In effetti il vaso è comparso al Met nel 1972. Ma il Museo di New York ha opposto agli italiani la versione offerta da Hecht, il quale ha sempre sostenuto che il pezzo gli era stato ceduto da un commerciante libanese che diceva di esserne in possesso da prima del '39.
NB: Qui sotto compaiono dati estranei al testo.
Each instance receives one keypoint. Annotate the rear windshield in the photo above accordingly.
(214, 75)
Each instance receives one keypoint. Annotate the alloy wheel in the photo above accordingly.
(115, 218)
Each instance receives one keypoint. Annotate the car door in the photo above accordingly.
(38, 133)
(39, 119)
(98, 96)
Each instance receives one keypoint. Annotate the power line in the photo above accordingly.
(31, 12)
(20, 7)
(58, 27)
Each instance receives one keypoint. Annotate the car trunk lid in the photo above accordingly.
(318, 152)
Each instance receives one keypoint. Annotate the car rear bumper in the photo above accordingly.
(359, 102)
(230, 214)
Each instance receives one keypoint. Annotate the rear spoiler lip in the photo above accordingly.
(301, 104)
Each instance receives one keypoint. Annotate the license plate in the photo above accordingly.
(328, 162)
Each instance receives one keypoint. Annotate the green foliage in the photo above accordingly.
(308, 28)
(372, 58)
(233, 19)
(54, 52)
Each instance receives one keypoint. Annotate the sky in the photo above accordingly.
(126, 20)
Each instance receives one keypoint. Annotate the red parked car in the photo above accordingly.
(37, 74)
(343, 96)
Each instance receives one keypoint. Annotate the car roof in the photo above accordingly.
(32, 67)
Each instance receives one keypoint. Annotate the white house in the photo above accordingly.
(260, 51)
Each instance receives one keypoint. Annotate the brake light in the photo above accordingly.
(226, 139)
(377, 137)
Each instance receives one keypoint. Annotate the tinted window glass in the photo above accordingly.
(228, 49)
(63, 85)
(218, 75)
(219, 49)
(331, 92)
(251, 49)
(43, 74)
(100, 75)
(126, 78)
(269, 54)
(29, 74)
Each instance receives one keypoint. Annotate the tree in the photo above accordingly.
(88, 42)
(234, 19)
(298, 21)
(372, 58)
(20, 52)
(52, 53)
Cosa è successo per convincere il Los A ngeles Times che il nostro governo ha adesso ragioni più solide per chiedere la restituzione del vaso? E'
successo che nell'ambito delle inchieste sull'operato del Museo Getty e della sua curatrice, la signora Marion True, nonché sui traffici di un mercante romano, Giacomo Medici, si sono notate prove collaterali che riguardano il vaso del Metropolitan. Negli appunti dell'autobiografia di Hecht, uno dei fornitori del Getty, ad esempio, si racconta come fu Medici a presentarsi a casa di questi, con una foto del vaso, nel 1971. Hecht e Medici volarono in Svizzera, dove il vaso era nascosto. Hecht lo guardò e pagò quel che l'italiano chiedeva, 380 mila dollari (circa un milione e mezzo di dollari attuali). Il commerciante svizzero dice di aver fatto questo
racconto per "abbellire" le sue memorie. E anche Medici nega che le cose siano andate così. Ma non si sa quanto si possa credere al mercante romano, recentemente riconosciuto colpevole di traffico illecito di reperti archeologici e condannato in primo grado a dieci anni di prigione. E comunque nell'inchiesta sulle acquisizioni "dubbie" del Getty si sono trovate altre anomalie che riguardano il vaso di Eufronio. Ad esempio il fatto che il capo delle antichità del Metropolitan avrebbe mostrato alla signora True (che era stata sua allieva all'università prima di diventare curatrice del Getty) una foto aerea della tomba di Cerveteri da cui proveniva il vaso: se davvero l'opera era stata nelle mani di un libanese dagli anni Trenta, come si poteva sapere che quella era la tomba da cui era stata trafugata?
E' vero che il reato dell'acquisto illegale del vaso è caduto in prescrizione. Ma a questo punto le autorità italiane chiedono al Met la restituzione del vaso per motivi "morali". Il Getty ha già accettato simili richieste, vedremo cosa risponderà il grande Museo newyorchese.